‘Time outs’ don’t do any harm, parents told

Using "time outs" to discipline children is not going to harm them or your relationship with them, US research suggests.

Despite criticism of the "naughty step" strategy, children's anxiety did not increase and neither did their aggressive behaviour, the eight-year study of families found.

But a UK psychologist said the key was how the technique was used.

And not all children responded to authoritarian forms of discipline.

The study, by the University of Michigan, tracked almost 1,400 families and their parenting strategies at three, five and 10 years old.

The researchers measured children's positivity and negativity to parents, and their mental health and social skills – using games, observations and video-taped interactions.

At three years old, a third of the parents gave the child "time out" or told them to sit quietly in the corner.

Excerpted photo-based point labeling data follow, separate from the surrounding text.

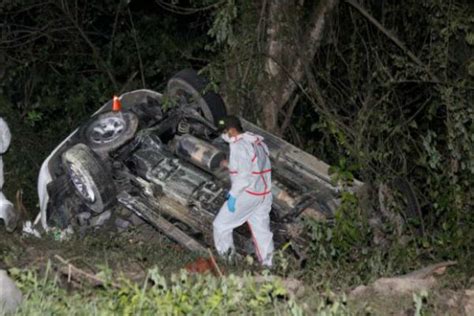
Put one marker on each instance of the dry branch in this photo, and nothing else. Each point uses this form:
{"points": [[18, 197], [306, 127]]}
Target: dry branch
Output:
{"points": [[74, 270]]}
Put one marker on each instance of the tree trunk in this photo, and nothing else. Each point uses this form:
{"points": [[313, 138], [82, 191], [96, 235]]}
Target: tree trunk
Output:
{"points": [[285, 55]]}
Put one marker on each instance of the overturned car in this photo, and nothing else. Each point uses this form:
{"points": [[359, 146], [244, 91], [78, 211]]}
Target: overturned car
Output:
{"points": [[159, 156]]}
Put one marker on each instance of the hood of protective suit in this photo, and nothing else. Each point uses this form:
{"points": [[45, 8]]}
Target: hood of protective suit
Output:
{"points": [[251, 137], [5, 136]]}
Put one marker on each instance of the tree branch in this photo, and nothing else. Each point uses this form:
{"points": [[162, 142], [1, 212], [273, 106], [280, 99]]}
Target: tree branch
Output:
{"points": [[392, 37]]}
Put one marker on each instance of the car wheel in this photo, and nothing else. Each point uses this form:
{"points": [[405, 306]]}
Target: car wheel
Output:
{"points": [[109, 131], [89, 177], [189, 85]]}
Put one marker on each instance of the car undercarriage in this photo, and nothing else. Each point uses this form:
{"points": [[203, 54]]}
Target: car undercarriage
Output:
{"points": [[159, 158]]}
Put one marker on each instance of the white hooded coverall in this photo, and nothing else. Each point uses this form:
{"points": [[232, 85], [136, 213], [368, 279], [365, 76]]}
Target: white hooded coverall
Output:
{"points": [[6, 207], [250, 172]]}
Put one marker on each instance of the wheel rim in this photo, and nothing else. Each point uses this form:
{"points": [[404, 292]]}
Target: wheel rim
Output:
{"points": [[82, 183], [107, 129]]}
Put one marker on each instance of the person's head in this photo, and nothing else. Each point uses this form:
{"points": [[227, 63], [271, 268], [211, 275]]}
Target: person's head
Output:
{"points": [[230, 126]]}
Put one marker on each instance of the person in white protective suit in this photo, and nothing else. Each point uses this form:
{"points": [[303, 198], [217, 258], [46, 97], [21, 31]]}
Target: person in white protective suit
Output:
{"points": [[7, 211], [250, 197]]}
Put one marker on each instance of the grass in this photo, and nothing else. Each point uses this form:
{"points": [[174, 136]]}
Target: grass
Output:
{"points": [[143, 273]]}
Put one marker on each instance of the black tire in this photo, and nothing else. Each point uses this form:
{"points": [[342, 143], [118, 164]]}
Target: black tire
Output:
{"points": [[89, 177], [187, 81], [109, 131]]}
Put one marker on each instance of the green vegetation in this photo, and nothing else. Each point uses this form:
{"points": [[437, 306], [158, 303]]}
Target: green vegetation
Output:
{"points": [[397, 117]]}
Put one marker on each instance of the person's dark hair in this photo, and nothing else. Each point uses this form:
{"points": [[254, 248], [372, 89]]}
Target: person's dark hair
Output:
{"points": [[228, 122]]}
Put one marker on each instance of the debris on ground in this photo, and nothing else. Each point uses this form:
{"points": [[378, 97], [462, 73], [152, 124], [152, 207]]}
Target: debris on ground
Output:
{"points": [[202, 265], [10, 295], [28, 229], [416, 281]]}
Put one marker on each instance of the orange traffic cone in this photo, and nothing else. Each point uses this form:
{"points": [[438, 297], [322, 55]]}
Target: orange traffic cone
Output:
{"points": [[116, 105]]}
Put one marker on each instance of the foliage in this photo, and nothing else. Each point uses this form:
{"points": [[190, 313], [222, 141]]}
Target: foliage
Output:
{"points": [[181, 294]]}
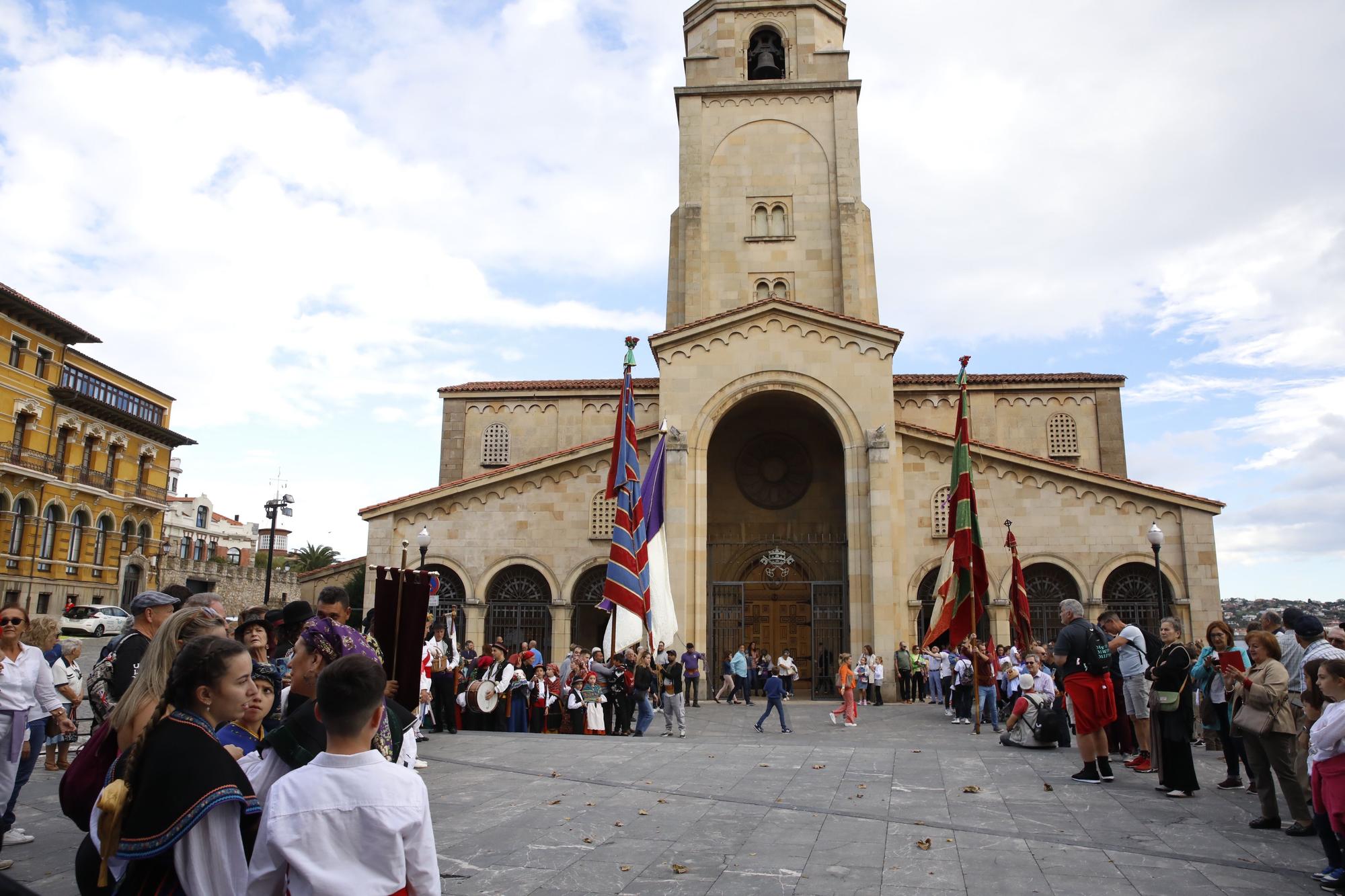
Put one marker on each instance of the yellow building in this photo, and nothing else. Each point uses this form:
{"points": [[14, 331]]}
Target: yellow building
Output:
{"points": [[84, 471]]}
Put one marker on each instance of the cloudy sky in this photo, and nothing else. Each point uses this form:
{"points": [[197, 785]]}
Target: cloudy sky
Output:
{"points": [[302, 218]]}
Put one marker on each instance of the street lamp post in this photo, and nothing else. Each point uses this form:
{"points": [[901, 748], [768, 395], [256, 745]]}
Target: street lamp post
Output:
{"points": [[1156, 540], [423, 542], [275, 507]]}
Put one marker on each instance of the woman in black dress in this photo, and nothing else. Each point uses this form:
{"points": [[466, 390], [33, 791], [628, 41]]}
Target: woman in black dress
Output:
{"points": [[1172, 729]]}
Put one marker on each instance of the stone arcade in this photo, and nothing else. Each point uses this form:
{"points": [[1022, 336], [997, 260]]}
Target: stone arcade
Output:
{"points": [[806, 483]]}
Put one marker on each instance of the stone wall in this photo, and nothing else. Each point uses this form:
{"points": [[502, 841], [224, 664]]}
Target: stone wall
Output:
{"points": [[241, 587]]}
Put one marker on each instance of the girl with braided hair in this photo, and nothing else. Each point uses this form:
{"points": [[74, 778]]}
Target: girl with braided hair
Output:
{"points": [[180, 815]]}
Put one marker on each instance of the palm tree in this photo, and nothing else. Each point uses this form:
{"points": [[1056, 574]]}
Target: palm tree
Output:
{"points": [[315, 556]]}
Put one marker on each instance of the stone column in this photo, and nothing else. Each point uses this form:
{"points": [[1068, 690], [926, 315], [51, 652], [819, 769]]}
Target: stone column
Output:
{"points": [[562, 618], [477, 624]]}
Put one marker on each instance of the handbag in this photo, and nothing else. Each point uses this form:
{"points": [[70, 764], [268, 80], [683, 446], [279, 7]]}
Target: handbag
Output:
{"points": [[1256, 721], [84, 780]]}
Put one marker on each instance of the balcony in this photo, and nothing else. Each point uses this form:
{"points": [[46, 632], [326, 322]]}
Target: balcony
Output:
{"points": [[153, 493], [96, 479], [17, 455]]}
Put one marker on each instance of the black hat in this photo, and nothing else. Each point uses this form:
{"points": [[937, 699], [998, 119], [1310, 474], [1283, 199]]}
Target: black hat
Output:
{"points": [[1309, 627], [298, 612], [248, 620]]}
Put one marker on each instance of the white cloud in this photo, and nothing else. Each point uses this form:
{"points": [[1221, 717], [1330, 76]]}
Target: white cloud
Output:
{"points": [[268, 22]]}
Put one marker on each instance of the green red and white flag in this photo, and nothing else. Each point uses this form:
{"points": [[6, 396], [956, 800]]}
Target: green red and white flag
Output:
{"points": [[964, 583], [1020, 612]]}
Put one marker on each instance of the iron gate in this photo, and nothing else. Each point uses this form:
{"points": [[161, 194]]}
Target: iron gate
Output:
{"points": [[810, 568]]}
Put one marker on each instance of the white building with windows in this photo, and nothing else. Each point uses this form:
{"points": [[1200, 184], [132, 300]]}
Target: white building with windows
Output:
{"points": [[196, 532]]}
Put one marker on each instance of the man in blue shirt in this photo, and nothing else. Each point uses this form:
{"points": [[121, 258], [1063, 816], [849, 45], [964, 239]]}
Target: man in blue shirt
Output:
{"points": [[692, 673], [774, 689], [740, 674]]}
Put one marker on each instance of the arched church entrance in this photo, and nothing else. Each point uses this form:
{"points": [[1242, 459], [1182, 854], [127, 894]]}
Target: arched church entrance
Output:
{"points": [[777, 536], [588, 623]]}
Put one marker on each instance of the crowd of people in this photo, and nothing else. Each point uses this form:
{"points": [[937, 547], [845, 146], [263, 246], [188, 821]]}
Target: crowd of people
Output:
{"points": [[1273, 709], [276, 758]]}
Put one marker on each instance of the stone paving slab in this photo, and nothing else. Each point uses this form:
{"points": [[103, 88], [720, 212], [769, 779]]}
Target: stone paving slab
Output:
{"points": [[827, 810]]}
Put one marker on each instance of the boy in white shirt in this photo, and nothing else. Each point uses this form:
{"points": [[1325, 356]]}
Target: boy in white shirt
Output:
{"points": [[349, 821]]}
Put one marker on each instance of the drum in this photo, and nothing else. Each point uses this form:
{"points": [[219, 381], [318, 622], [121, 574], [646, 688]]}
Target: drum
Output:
{"points": [[482, 697]]}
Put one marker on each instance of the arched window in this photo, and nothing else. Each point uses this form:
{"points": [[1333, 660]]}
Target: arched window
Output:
{"points": [[22, 510], [1062, 436], [602, 516], [1048, 584], [1132, 589], [518, 608], [939, 514], [52, 516], [100, 545], [77, 525], [766, 56], [496, 446]]}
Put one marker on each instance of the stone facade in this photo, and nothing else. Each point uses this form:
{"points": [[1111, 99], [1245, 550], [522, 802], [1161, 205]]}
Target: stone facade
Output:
{"points": [[241, 587], [786, 425]]}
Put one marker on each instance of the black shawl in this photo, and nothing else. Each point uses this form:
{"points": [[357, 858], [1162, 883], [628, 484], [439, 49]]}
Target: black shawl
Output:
{"points": [[182, 774]]}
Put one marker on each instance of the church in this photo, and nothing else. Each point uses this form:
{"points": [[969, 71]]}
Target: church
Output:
{"points": [[806, 485]]}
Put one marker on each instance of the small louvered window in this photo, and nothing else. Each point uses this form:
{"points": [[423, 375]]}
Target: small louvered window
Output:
{"points": [[496, 446], [939, 513], [1062, 436], [602, 516]]}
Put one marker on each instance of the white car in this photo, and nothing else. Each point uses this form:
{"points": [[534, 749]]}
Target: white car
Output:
{"points": [[92, 619]]}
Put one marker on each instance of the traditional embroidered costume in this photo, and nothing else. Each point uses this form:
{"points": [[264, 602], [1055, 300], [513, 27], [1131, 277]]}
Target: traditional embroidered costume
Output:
{"points": [[193, 814]]}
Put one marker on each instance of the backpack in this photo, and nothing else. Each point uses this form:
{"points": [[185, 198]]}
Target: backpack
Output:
{"points": [[1096, 657], [1149, 654], [1047, 728]]}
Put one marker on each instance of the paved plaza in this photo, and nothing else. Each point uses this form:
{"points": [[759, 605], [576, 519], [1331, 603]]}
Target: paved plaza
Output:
{"points": [[829, 810]]}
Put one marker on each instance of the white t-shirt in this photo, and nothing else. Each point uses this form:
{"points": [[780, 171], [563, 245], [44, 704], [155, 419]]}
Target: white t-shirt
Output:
{"points": [[1132, 661]]}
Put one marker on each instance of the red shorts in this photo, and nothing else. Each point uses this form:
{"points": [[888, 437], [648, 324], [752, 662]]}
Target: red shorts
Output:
{"points": [[1094, 700]]}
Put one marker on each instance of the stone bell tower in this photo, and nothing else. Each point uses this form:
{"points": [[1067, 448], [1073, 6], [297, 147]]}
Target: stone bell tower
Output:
{"points": [[770, 163]]}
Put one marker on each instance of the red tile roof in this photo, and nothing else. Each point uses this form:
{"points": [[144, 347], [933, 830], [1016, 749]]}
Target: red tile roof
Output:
{"points": [[644, 431], [551, 385], [899, 380], [1062, 464], [950, 380], [783, 302], [67, 330]]}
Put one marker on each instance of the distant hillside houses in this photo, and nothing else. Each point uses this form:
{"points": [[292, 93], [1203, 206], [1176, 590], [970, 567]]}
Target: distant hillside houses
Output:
{"points": [[1238, 612]]}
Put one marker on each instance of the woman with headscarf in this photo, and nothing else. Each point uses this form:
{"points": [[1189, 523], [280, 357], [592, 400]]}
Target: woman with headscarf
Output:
{"points": [[301, 736], [260, 716]]}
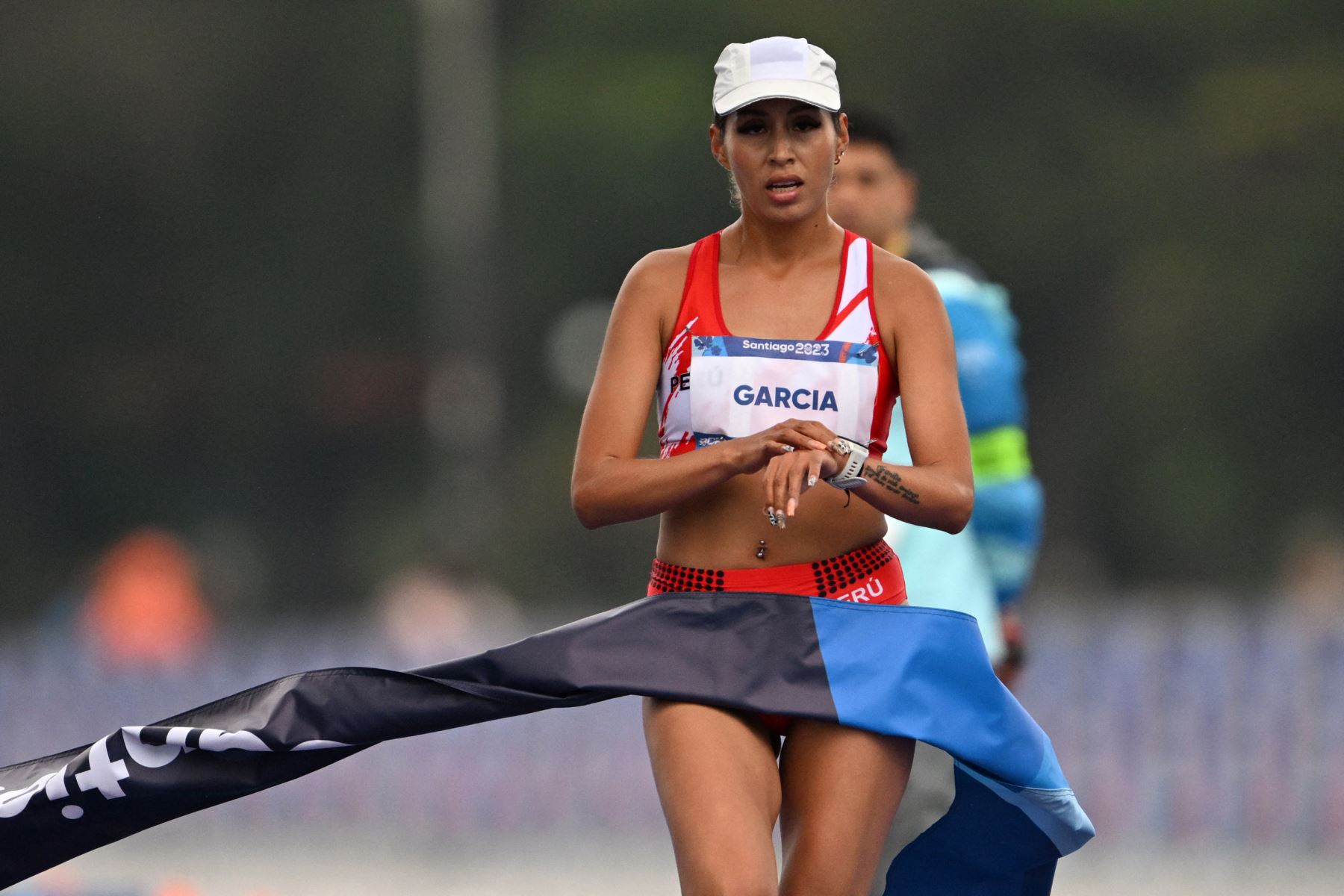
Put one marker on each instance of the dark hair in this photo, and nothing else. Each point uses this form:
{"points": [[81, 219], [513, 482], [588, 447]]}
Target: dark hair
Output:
{"points": [[722, 121], [871, 127]]}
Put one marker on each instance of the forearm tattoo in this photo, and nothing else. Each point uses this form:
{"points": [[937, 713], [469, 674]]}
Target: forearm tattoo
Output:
{"points": [[889, 480]]}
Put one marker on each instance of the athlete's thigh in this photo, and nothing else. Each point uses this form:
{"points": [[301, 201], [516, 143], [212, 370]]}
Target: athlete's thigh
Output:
{"points": [[841, 788], [719, 788]]}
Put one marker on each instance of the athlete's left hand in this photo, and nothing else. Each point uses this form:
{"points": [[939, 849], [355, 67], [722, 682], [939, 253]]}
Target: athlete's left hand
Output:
{"points": [[788, 476]]}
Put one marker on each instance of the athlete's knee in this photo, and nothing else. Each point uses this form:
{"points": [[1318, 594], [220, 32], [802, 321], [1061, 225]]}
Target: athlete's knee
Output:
{"points": [[729, 882], [824, 880]]}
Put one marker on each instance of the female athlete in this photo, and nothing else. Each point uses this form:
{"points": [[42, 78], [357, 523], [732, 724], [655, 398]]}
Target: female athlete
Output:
{"points": [[774, 349]]}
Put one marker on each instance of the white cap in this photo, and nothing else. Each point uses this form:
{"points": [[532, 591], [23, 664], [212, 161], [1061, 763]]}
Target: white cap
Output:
{"points": [[774, 67]]}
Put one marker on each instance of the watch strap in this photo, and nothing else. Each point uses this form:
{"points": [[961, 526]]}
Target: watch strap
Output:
{"points": [[855, 455]]}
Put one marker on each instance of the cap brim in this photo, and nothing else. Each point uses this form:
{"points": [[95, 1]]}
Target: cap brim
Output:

Assuming parents continued to use this strategy, the research found no differences in the children's levels of anxiety and depression, self-control or rule-breaking, compared with the group of parents who did not use the "time out" technique.

In contrast, when parents said they had used physical punishment, the children became more aggressive.

And, among parents who said they had been depressed, the children were more likely to have symptoms of anxiety and depression, as well as more aggressive behaviour.

But because the study is observational, it cannot prove that "time out on the naughty step" was directly responsible for the children's subsequent behaviour over time.

'Often misunderstood'

Dr Rachel Knight, study author and paediatric psychologist at University of Michigan C.S. Mott Children's Hospital, said parents often questioned whether they were doing the right thing for their children.

"Unfortunately the first place many parents go for advice is the internet, social media or friends – not a medical provider.

"There is a lot of conflicting information on the web that isn't vetted or accurate."

She added: "There's a wealth of research on how effective 'time outs' can be in reducing problematic behaviour, when they are used appropriately.

"It's a parenting strategy that's often misunderstood and misused."